Then Hig gets an indication that he is not alone and that there is life out there after all. He must
decide if he'll risk a one-way journey to seek out
the good, bad, and ugly that may be awaiting him. It's a true life-or-death dilemma for a man with
two stark options: safety and loneliness or potential danger and finally making contact with others. And he just might find himself questioning his decisions either way.
My initial review of this book was "I loved this book. Nerve-wracking and beautiful, unconventional, real. I love this author. Love."
This is one of my all-time favorite books. I'm in for reading anything Peter Heller writes (e.g., The River and The Painter, both of which I loved, and The Guide, none of which are postapocalyptic).

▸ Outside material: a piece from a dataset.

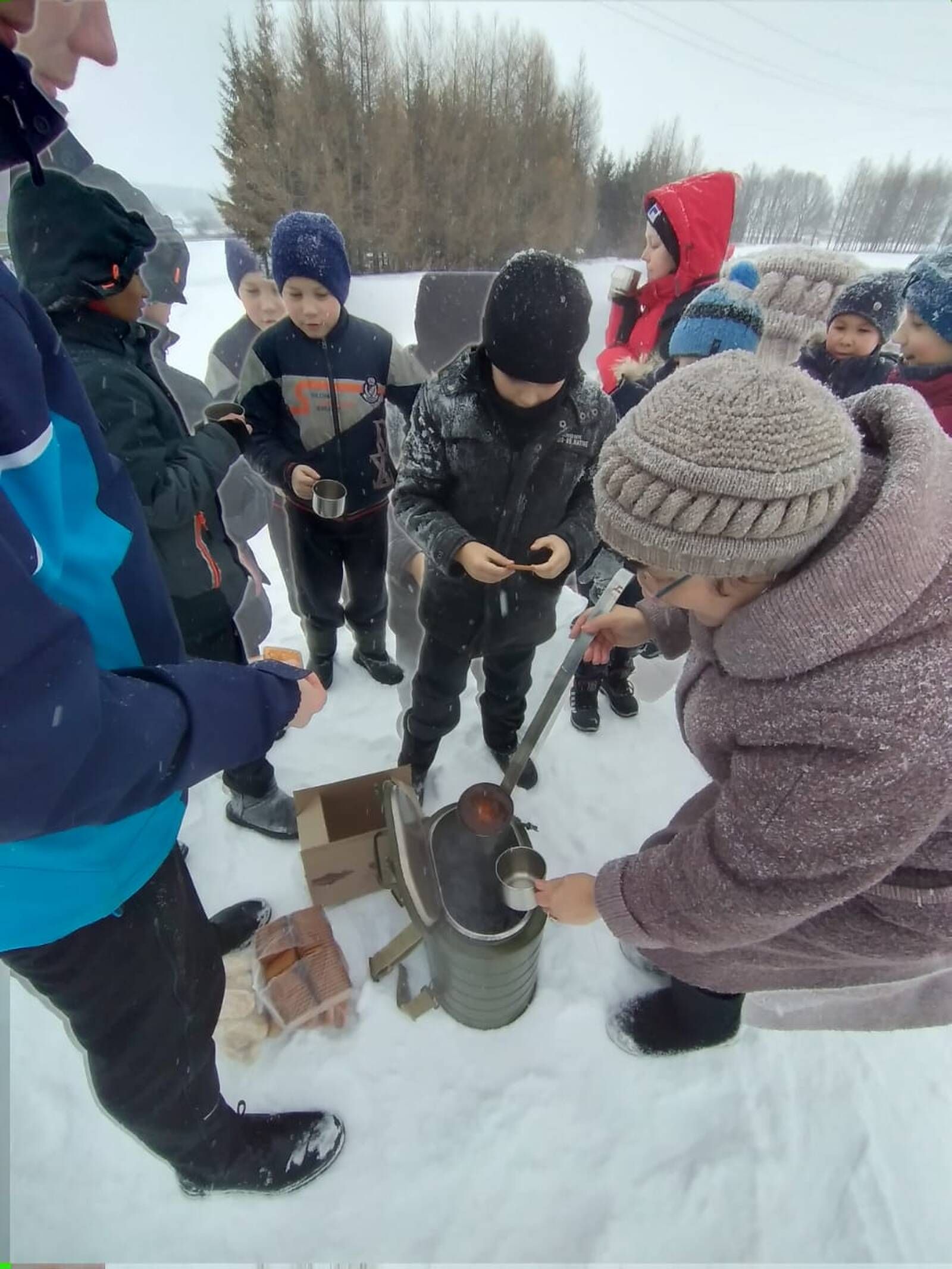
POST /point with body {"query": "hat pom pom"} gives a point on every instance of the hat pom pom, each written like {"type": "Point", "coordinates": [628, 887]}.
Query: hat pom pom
{"type": "Point", "coordinates": [744, 273]}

05 The Power by Naomi Alderman
It follows that there are two ways for the nature and use of human power to change. One is that an order might issue from the palace, a command unto the people saying “It is thus.” But the other, the more certain, the more inevitable, is that those thousand thousand points of light should each send a new message. When the people change, the palace cannot hold.
In The Power, Naomi Alderman offers a dark and fascinating look at a world where the traditional male-female and old-young power structures are turned on their heads.
The Power explores the destructive nature of the greed for control and influence--especially damaging when coupled with the certainty that your opinion is infallible and correct.
I found this book fascinating.
06 The Boy on the Bridge by M.R. Carey
Months into their save-the-world mission, the soldiers and scientists on the Rosalind Franklin (a tanklike RV with flamethrowers that's nicknamed Rosie) are close to retrieving all of the samples their predecessors left throughout Scotland during an earlier expedition to try to find a cure for the plague.
But it begins to become clear that idealistic Dr. Samrina Khan, the head epidemiologist; single-minded young Stephen the wunderkind; gruff, bighearted Colonel Carlisle; and the others on board may not have been meant to succeed in their grand mission after all. Political machinations meant that some of their party needed to be out of the way for corrupt power plays back home.
Against enormous odds, the team may just be finding some of the lifesaving answers they were sent to discover. But bringing back their surprising findings might very well mean the wholesale rounding up and destruction of those affected by the plague.
The Boy on the Bridge offers adventure, twists, turns, love, scientific exploration, betrayal, and an odd twist of hope.
This is the second M.R. Carey book on this list, but I couldn't help myself. There's a character in common between the two books; this person appears at the end of The Boy on the Bridge but is a main character in The Girl With All the Gifts.